Closing the locker door, my head was still filled with uncertainty as I continued to say “Delta State” over and over in my head. It was a new school, a new mascot, a new direction.
I left my high school and headed to the Malt Shoppe for a stack of curly cajun fries and a large chocolate malt. Huddled under her flickering yellow lights, I found shelter under the shop’s porch as a few rain clouds covered Natchez.
Places like the Malt Shoppe always stay with you. It’s not about the sweet drink you rolled coins to buy. It was a place that sold childhood innocence amidst the city streets.
And it was worth every penny.
I ended my night on the bluffs next to the city cemetery. With my car parked, I gazed out over the river and Under the Hill, alone by the muddy banks of the Mississippi.
I began to even get a little sad that I would be leaving the place I took for granted, the place I called home.
Since that time, my address has never returned to a Natchez street. I never did return home. I moved on, grew up.
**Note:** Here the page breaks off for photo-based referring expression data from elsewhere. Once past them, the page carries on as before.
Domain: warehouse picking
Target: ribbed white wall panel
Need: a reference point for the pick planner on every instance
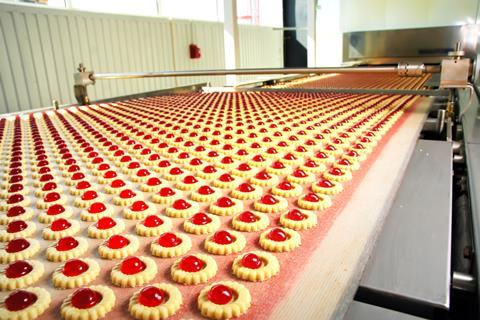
(208, 36)
(40, 49)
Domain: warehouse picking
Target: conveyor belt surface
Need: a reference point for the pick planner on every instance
(283, 157)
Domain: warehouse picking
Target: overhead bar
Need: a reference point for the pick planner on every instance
(223, 72)
(84, 78)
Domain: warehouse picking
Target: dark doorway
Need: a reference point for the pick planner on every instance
(295, 41)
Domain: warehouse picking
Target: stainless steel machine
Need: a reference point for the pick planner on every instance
(424, 264)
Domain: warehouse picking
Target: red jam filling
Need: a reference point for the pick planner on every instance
(310, 164)
(60, 224)
(16, 187)
(191, 264)
(244, 167)
(139, 206)
(169, 240)
(220, 294)
(268, 199)
(344, 162)
(205, 190)
(325, 184)
(181, 204)
(97, 207)
(278, 165)
(226, 178)
(176, 171)
(15, 198)
(15, 211)
(225, 202)
(55, 210)
(143, 173)
(152, 221)
(200, 219)
(277, 234)
(166, 192)
(336, 171)
(299, 173)
(85, 298)
(352, 153)
(209, 169)
(296, 215)
(117, 242)
(16, 226)
(258, 158)
(83, 185)
(105, 223)
(19, 300)
(66, 244)
(262, 175)
(127, 194)
(117, 183)
(321, 155)
(110, 174)
(18, 269)
(154, 181)
(223, 237)
(75, 267)
(49, 186)
(52, 196)
(251, 261)
(248, 217)
(89, 195)
(312, 197)
(152, 296)
(245, 187)
(190, 180)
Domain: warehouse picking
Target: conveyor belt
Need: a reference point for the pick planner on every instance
(159, 137)
(363, 81)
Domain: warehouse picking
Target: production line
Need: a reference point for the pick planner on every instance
(291, 197)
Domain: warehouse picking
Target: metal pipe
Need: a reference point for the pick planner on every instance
(464, 282)
(223, 72)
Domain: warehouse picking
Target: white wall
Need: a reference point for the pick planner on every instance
(40, 49)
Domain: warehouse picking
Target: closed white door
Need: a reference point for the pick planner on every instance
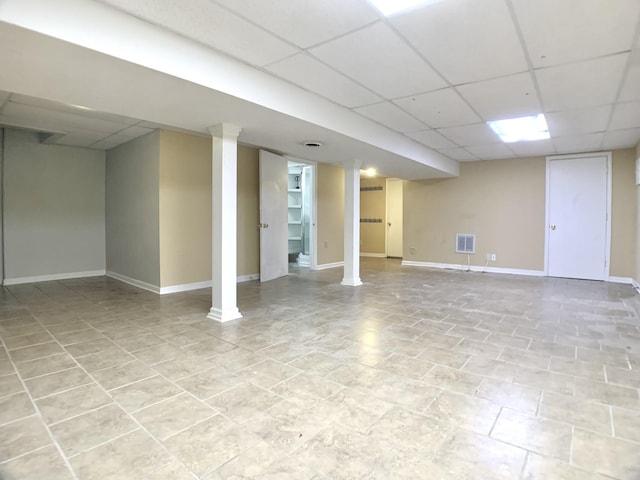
(394, 218)
(578, 203)
(273, 216)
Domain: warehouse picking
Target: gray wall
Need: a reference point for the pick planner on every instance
(132, 209)
(54, 208)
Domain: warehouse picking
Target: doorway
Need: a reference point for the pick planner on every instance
(578, 210)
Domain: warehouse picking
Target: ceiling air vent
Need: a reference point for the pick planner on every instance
(465, 243)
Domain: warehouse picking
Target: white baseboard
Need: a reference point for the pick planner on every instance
(132, 281)
(53, 277)
(324, 266)
(475, 268)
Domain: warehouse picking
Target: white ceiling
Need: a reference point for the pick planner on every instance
(434, 75)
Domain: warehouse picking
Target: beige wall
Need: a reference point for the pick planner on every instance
(54, 208)
(623, 214)
(132, 209)
(500, 201)
(185, 209)
(503, 203)
(248, 211)
(373, 205)
(330, 211)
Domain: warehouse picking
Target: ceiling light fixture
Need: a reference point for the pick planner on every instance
(391, 7)
(521, 129)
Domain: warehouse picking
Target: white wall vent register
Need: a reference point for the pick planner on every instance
(465, 243)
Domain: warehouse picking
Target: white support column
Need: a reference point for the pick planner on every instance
(352, 225)
(223, 241)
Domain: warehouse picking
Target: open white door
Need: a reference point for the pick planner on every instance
(394, 218)
(273, 216)
(578, 209)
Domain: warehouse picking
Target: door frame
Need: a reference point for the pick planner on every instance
(547, 212)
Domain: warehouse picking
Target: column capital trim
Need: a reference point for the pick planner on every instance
(225, 130)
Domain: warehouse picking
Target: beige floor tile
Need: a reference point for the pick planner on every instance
(121, 375)
(538, 435)
(471, 455)
(22, 436)
(86, 431)
(171, 416)
(124, 458)
(210, 444)
(45, 463)
(472, 413)
(610, 456)
(70, 403)
(14, 407)
(144, 393)
(57, 382)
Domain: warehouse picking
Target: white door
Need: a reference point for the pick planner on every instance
(273, 216)
(394, 218)
(578, 208)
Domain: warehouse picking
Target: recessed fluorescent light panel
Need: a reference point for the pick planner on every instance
(521, 129)
(391, 7)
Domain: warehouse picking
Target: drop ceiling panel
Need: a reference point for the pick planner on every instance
(468, 135)
(465, 40)
(563, 31)
(373, 57)
(391, 116)
(506, 97)
(572, 122)
(309, 73)
(583, 84)
(491, 152)
(621, 138)
(432, 139)
(442, 108)
(213, 25)
(305, 22)
(579, 144)
(626, 115)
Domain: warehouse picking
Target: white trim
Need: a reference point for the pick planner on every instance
(132, 281)
(474, 268)
(248, 278)
(54, 276)
(185, 287)
(607, 247)
(324, 266)
(625, 280)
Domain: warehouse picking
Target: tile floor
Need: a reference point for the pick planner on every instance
(418, 374)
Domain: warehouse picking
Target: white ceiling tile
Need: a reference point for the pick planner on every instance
(625, 115)
(465, 40)
(533, 148)
(305, 22)
(373, 57)
(506, 97)
(391, 116)
(579, 85)
(468, 135)
(563, 31)
(309, 73)
(491, 152)
(621, 138)
(572, 122)
(459, 154)
(212, 25)
(442, 108)
(432, 139)
(631, 85)
(579, 143)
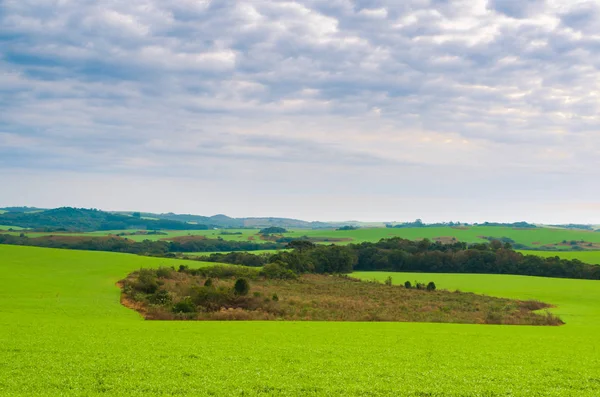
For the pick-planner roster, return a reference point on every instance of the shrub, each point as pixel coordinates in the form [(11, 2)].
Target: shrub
[(184, 306), (278, 270), (212, 299), (241, 287), (146, 282), (227, 272), (163, 272)]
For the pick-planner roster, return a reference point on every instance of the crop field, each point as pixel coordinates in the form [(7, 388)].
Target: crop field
[(257, 252), (535, 238), (64, 332), (4, 227), (592, 257)]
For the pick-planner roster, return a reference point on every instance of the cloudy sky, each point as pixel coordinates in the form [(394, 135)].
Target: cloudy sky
[(467, 110)]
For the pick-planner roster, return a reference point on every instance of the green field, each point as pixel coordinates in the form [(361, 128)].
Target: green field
[(529, 237), (5, 227), (592, 257), (63, 332)]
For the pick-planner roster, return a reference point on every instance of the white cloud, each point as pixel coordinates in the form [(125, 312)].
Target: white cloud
[(414, 90)]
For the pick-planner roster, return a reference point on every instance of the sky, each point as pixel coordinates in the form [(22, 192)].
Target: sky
[(373, 110)]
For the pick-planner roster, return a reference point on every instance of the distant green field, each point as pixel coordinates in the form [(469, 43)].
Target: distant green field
[(592, 257), (5, 227), (534, 238), (63, 332), (257, 252)]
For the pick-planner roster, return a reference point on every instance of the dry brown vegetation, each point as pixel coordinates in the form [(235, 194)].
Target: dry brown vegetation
[(181, 295)]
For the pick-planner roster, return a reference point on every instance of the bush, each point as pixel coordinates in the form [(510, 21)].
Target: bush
[(164, 272), (278, 270), (226, 272), (212, 299), (146, 282), (184, 306), (241, 287)]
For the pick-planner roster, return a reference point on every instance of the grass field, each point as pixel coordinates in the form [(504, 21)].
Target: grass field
[(4, 227), (592, 257), (529, 237), (63, 332)]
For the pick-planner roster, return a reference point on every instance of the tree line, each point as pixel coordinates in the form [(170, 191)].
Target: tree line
[(146, 247)]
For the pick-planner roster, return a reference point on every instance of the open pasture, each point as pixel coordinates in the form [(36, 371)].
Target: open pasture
[(64, 332), (535, 238), (592, 257)]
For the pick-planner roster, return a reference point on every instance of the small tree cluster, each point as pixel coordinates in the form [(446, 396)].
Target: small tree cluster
[(429, 287)]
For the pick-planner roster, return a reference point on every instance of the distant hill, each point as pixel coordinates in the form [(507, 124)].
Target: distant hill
[(86, 220), (22, 209), (224, 221)]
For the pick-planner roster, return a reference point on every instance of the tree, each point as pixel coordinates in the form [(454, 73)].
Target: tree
[(241, 287), (300, 245), (273, 230)]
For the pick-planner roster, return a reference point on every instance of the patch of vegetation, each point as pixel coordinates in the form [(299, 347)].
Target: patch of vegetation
[(65, 333), (145, 247), (273, 230), (80, 219), (345, 228), (188, 294)]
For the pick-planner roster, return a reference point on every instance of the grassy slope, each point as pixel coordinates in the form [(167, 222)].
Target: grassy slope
[(527, 236), (592, 257), (63, 331)]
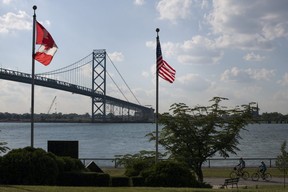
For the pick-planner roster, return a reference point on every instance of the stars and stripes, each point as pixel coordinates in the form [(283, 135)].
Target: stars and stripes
[(165, 71)]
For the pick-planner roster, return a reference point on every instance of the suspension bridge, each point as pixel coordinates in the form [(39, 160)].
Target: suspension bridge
[(88, 77)]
I visit family and friends still and still stop by those same places that helped shape me as a child.
I may never return to her, but she remains in me. The high school locker still probably has the same combination. Hopefully, a few traces of my name remain.
The Malt Shoppe still serves the best sweets in town.
The river keeps rolling past a wide-eyed kid on the top of her car packed for college.
And the hometown stays behind for the next generation.